Doch was passiert, wenn die Elektronik versagt? Dafür gibt es einen Notfall-Bypass. Das Signal wird dann gar nicht erst umgewandelt. Die Hydraulikflüssigkeit geht dann den herkömmlichen Weg Richtung Bremssattel und drückt dort die Bremsbeläge gegen die Bremsscheibe.

Die Meldung kommt erst, wenn es schon zu spät ist, Foto: Sutton
Die Meldung kommt erst, wenn es schon zu spät ist, Foto: Sutton

Das Problem: Die Bremsbalance stimmt überhaupt nicht mehr und ändert sich von Kurve zu Kurve, weil nicht immer gleich viel Energie rekuperiert wird. Außerdem hat der Pilot das Gefühl, als würde das Bremspedal durchfallen, weil der Pedalweg deutlich länger wird. Genau darüber klagte Nico Rosberg beim Bahrain GP. Das passiert ohne große Vorwarnung für den Fahrer. Erst in dem Moment, in dem es passiert, leuchtet eine Diode auf dem Lenkrad auf.

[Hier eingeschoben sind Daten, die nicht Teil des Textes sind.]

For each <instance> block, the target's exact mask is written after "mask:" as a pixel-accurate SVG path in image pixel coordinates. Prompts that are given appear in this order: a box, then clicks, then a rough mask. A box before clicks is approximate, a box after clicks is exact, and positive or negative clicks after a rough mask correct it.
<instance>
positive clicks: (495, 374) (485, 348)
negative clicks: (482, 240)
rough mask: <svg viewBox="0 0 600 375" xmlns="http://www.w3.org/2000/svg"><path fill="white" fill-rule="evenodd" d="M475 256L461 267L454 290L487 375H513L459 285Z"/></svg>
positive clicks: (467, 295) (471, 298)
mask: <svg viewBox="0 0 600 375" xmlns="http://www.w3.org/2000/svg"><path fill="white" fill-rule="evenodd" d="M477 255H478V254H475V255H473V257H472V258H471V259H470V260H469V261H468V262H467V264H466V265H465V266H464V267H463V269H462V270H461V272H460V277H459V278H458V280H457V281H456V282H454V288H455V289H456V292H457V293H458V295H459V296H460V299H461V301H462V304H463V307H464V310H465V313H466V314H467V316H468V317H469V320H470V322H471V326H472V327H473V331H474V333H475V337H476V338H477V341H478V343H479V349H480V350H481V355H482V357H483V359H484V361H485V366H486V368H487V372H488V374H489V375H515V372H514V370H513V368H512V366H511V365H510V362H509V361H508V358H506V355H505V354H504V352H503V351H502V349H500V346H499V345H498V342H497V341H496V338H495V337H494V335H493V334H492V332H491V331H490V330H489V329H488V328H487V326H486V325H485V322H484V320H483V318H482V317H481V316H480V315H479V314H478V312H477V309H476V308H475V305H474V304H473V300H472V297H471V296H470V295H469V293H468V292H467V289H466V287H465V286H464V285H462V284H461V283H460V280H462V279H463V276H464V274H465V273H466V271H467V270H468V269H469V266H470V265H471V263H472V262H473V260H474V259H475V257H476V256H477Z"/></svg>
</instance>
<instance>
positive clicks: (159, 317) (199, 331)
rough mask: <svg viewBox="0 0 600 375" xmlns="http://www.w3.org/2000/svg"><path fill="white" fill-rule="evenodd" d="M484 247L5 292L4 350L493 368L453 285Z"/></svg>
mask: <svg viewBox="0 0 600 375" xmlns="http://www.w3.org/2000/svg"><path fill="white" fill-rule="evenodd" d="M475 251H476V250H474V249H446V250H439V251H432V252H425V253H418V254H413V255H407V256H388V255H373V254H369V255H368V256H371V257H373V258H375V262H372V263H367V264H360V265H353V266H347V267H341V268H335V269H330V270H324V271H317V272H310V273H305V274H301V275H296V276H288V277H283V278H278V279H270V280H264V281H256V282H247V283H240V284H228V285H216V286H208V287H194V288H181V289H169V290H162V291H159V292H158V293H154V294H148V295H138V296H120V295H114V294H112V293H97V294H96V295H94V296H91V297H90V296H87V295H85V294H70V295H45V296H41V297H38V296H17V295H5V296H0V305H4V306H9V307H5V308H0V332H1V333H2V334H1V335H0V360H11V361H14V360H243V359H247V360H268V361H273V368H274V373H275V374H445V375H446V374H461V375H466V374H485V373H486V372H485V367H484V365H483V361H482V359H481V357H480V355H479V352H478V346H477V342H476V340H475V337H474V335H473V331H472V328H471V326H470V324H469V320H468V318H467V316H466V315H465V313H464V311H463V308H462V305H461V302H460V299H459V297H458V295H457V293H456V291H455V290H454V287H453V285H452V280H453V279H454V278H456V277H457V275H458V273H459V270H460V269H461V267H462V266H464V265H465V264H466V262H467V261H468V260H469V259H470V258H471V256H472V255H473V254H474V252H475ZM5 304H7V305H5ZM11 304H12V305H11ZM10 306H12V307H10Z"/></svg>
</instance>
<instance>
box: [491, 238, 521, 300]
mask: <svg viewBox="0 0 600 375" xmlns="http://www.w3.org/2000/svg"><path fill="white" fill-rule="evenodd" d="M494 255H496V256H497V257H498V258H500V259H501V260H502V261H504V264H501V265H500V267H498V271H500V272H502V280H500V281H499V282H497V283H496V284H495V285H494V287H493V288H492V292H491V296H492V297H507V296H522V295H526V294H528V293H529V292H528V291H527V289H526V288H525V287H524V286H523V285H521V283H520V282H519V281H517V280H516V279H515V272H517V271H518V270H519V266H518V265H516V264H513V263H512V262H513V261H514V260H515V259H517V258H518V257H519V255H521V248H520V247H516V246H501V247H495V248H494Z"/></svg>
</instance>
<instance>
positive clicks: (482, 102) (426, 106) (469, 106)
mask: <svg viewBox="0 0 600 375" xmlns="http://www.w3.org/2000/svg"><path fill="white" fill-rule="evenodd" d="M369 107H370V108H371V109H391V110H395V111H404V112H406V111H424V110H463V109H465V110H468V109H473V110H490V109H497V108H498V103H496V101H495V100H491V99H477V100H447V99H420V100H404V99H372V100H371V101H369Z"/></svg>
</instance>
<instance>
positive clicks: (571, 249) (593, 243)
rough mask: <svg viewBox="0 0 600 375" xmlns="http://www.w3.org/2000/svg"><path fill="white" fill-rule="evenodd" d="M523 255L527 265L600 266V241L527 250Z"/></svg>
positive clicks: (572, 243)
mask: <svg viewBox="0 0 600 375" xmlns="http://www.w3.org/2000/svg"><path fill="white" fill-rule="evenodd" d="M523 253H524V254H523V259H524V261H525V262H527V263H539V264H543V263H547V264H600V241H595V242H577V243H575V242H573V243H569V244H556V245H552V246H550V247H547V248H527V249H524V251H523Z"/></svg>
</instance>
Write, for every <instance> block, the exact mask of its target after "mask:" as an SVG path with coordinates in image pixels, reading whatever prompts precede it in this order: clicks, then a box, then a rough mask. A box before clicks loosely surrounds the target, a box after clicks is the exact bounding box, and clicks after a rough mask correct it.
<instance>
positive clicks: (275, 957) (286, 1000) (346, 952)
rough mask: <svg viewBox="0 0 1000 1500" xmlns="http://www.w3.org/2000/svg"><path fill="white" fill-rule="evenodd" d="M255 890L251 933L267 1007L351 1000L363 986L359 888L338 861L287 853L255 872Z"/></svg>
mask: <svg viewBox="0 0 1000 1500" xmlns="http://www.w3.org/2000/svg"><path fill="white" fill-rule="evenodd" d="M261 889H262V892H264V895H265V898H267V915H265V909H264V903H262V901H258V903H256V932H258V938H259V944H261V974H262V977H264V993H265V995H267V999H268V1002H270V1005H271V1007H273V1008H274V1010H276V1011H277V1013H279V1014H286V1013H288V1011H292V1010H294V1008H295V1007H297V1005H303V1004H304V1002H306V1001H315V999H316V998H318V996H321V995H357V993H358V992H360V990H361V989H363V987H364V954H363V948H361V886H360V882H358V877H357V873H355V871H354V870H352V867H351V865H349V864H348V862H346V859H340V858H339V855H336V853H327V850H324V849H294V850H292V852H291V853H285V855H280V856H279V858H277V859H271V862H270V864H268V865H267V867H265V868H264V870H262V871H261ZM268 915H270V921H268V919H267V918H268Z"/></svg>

Fällt die MGU-K sogar gänzlich aus, gibt es noch gravierendere Probleme. Das Problem hatte Mercedes beim Kanada GP 2014. Weil die Bremswirkung der MGU-K komplett wegfällt, müssen die hinteren Bremsen mehr Energie aufnehmen. Dafür sind sie aber nicht ausgelegt und sind deshalb unterdimensioniert. Entweder die Bremsen überhitzen, oder aber der Fahrer stellt die Bremsbalance extrem nach vorne. Dann stimmt zwar die Balance nicht mehr, dafür werden aber die Hinterradbremsen nicht mehr so stark beansprucht und können - wie bei Nico Rosberg - über die Distanz gebracht werden.